Он все-таки отложил свои стеклышки и заглянул в корзинку. Развязал покрытую чистой тряпочкой миску, вдохнул:

— Ммм, как вкусно! Благодарю тебя.

— Надо же чем-то кормить человека, который создает нам красоту. Так что за стихи?

— А, стихи… Знаешь, их написал лет сто назад один испанский монах, его звали Йован, а по-своему Хуан. Он лет сколько-то назад твою прапрапра знаменитую от турок спас.

— Драгану, что ли? Сербку ту лихую, что коней останавливала?

— Конечно. Вывез ее под полой своего балахона из турецких земель. И влюбился, знаешь, страшно. Каждый вечер отходил ко сну с ее именем на устах вместо положенной молитвы, каждое утро просыпался с ее образом перед глазами вместо Пречистой Девы. Сна и покоя лишился.

— Так ведь он был монах… А Драгана потом вышла замуж за…

— Он был мужчина. И потом уже только монах. И вот задумался он крепко: кого он больше любит: Драгану или Господа?

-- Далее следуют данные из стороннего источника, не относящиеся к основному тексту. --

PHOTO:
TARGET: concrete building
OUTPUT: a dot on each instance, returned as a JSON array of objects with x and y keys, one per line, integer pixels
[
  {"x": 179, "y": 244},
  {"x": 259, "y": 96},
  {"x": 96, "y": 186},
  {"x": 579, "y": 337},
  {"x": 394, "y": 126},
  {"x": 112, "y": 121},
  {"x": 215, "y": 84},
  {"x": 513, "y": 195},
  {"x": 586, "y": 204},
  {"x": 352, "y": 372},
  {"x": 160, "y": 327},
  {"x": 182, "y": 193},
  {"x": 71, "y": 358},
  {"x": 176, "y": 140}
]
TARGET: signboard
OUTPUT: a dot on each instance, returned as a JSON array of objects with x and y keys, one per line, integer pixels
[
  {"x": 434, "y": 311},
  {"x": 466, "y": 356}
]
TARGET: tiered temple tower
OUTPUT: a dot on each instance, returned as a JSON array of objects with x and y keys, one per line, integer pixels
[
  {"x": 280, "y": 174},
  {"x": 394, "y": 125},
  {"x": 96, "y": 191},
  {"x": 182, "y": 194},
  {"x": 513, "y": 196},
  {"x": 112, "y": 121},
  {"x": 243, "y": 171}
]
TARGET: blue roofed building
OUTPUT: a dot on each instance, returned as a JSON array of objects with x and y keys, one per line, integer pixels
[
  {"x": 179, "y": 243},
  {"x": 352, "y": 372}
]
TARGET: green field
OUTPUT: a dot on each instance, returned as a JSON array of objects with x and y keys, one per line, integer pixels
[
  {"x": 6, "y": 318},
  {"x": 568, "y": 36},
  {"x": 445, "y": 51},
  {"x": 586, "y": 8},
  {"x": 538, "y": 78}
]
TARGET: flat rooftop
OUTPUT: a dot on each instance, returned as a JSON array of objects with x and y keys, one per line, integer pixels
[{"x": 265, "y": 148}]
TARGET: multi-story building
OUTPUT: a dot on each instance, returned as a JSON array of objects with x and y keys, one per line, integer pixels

— А не кощунство так спрашивать?

— Людей — кощунство. А Самого Господа Бога — честность.

— И что Господь ему ответил?

— А сам, сказал, смотри. Я, что ли, говорит, против, чтобы вы плодились и размножались? Читал, поди, в Книге? Ты Меня вообще-то на самом деле любишь, говорит, или тебе просто так сказали? Или привычка, или страх остаться совсем одному, или еще что там, не знаю?

— Так прямо и сказал ему Господь? — ахает Мира.

— Конечно, прямо так и ответил. Ну, или предание так говорит. И задумался он крепко: а правда ли любит он Господа нашего или это морок, сонное видение, привычка? И сочинил стихи о своей любви. Ты послушай перевод.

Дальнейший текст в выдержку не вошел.